Our food acts as a natural laxative in many ways. Foods that are high in fiber, such as vegetables, fruits, and bran, add mass to the content of the intestine. This enables greater absorption and retention of moisture, making fecal masses softer and easier to pass through the colon. This is because the bulk of fiber moves through the intestines undigested. Coarse fiber particles irritate nerve endings in the intestine, stimulating peristalsis (intestinal movement). Also, some products like coffee, can have a laxative effect on the intestine.
In all instances, to remedy constipation, it is also necessary to drink sufficient fluids to soften fecal masses.
Bran Relieves Constipation!
Bran is a reliable and proven laxative for constipation. A daily intake of bran can restore normal intestinal function in about 60% of cases of constipation. This natural laxative increases the volume of bowel contents. Also, it does not artificially irritate nerve endings, as do pharmaceutical preparations, to which the intestines eventually cease to respond. Adding bran to the diet is the safest and cheapest method for treating and preventing constipation. Two oz. of bran each day doubles the fecal volume. In practice, everyone should determine for themselves the right dose of bran.
Rice bran is considered to be a very good laxative with benefits that exceed wheat bran. Its benefits have long been known in Asia. In one experiment, healthy people ate both wheat and rice bran. Stool frequency and volume were 25% greater with rice bran than wheat bran. Both types of bran equally influenced stool consistency and ease of bowel movements.
Recommended foods for constipation: bran (wheat or rice), the products of bran, whole grain bread, green vegetables, potatoes, carrots, beets, beans, dried fruits and berries, apples, citrus fruits, plums and especially prunes and laxative jam.
There is no point buying pharmaceuticals when there are natural and harmless products with laxative properties.
Warning! For constipation in young children, do not give them raw bran. Give them oatmeal, whole grain breads, fruits and vegetables, while drinking plenty of fluids.
For some people, a cup of black coffee is a good laxative. The action of coffee as a laxative agent was tested on men and women who drank real coffee, decaffinated coffee and clean hot water. In each case the pressure and motility of the colon were then measured. Both types of coffee acted very quickly, within 4 minutes after intake. The researchers concluded that because coffee could not get into the colon so quickly, it must send impulses to the colon with the help of hormones or nervous reactions. It is interesting that coffee had a stronger effect on women than on the men. Hot water did not have any laxative effect.

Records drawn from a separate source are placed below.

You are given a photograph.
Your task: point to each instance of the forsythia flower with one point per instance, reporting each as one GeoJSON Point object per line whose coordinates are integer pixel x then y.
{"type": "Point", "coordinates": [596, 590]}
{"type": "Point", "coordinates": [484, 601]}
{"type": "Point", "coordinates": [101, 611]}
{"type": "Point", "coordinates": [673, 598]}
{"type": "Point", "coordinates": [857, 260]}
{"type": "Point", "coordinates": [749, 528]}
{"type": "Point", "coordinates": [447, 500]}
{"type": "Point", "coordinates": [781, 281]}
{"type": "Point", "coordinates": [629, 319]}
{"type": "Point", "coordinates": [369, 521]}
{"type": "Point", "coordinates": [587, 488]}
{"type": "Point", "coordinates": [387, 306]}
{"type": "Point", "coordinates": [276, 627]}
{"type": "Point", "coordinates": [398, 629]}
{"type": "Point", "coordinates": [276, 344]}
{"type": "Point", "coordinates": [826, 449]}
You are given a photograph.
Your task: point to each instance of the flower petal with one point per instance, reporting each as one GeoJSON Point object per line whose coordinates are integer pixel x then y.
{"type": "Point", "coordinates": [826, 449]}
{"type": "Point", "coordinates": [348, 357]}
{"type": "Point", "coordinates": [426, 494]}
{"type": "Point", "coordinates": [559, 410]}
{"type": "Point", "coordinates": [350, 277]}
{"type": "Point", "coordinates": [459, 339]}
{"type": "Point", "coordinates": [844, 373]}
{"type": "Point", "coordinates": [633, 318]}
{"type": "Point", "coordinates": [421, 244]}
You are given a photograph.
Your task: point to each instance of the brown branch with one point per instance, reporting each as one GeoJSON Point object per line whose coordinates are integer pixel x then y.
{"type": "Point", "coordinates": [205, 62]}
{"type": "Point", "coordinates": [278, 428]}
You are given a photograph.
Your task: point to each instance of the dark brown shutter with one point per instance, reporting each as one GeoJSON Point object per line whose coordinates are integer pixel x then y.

Although coffee has laxative properties, at the same time it can cause constipation in some individuals. This is because the nerves of the colon become accustomed to the constant stimulant effect of caffeine and become sluggish. According to Scandinavian researchers, caffeine acts as a diuretic, disrupting the water balance of the body and withdraw a fluid from the intestine, where it is needed to soften the fecal masses. Stools become dry and hard, which is the cause of constipation. To test, try to take time off from coffee.
Attention! If you suffer from constipation, add fiber to your diet gradually, and drink at least 6 glasses of water a day. If you intake too much fiber at once and not enough liquid, swelling and bowel obstruction can result! A lack of fluids can cause dry stool and constipation! Gradually increase the intake of fiber over 6 weeks so that the body can adapt.
Mystery of Prunes
Prunes have long been reputed to be the best laxative. Although prunes are rich in fiber, scientists believe it is not the only determinate of its laxative property. For more than half a century, they searched for a substance in prunes that stimulates contractions of the walls of the intestines and increases the secretion of fluid. In 1951, three researchers from the Harrow laboratory (London), clamed solution of the mystery of prunes. They believed they had identified a substance, defenilisatine, similar to one used in laxatives. However, other scientists could not indentify this or any other substance that would act as alaxative. In later experiments on mice, it was thought that magnesium has a laxative effect. But, in later tests, dedicated and isolated, magnesium did not demonstrate this ability. "It appears that the substance is only valid in prunes" - the researchers concluded. The mystery of why prunes have a laxative effect, remains unsolved.
Laxative Jam Recipe
Here is a simple recipe for a jam laxative that has been tested over time for older people with constipation. Patients, who ate a tablespoon or two of the jam every day, realized increased frequency of bowel movements.
The recipe follows: 150 gr. dates (pitted)
150gr. prunes (pitted)
300-350 gr. water
Finely chop the figs and prunes. Put them in boiing water and cook until thick. Store the cooled mass in the refrigerator.
Determine for yourself the frequency and amount of laxative jam that works for you.
Constipation is one of the most common health problems associated with digestion. Most people mistakenly believe that they have constipation. Experts say that bowel movements can occur three times per week and three times a day, both normal. Symptoms of constipation are: the inability to defecate if desired, strain during and irregular bowel movements, hard dry stool and abdominal discomfort during bowel movements.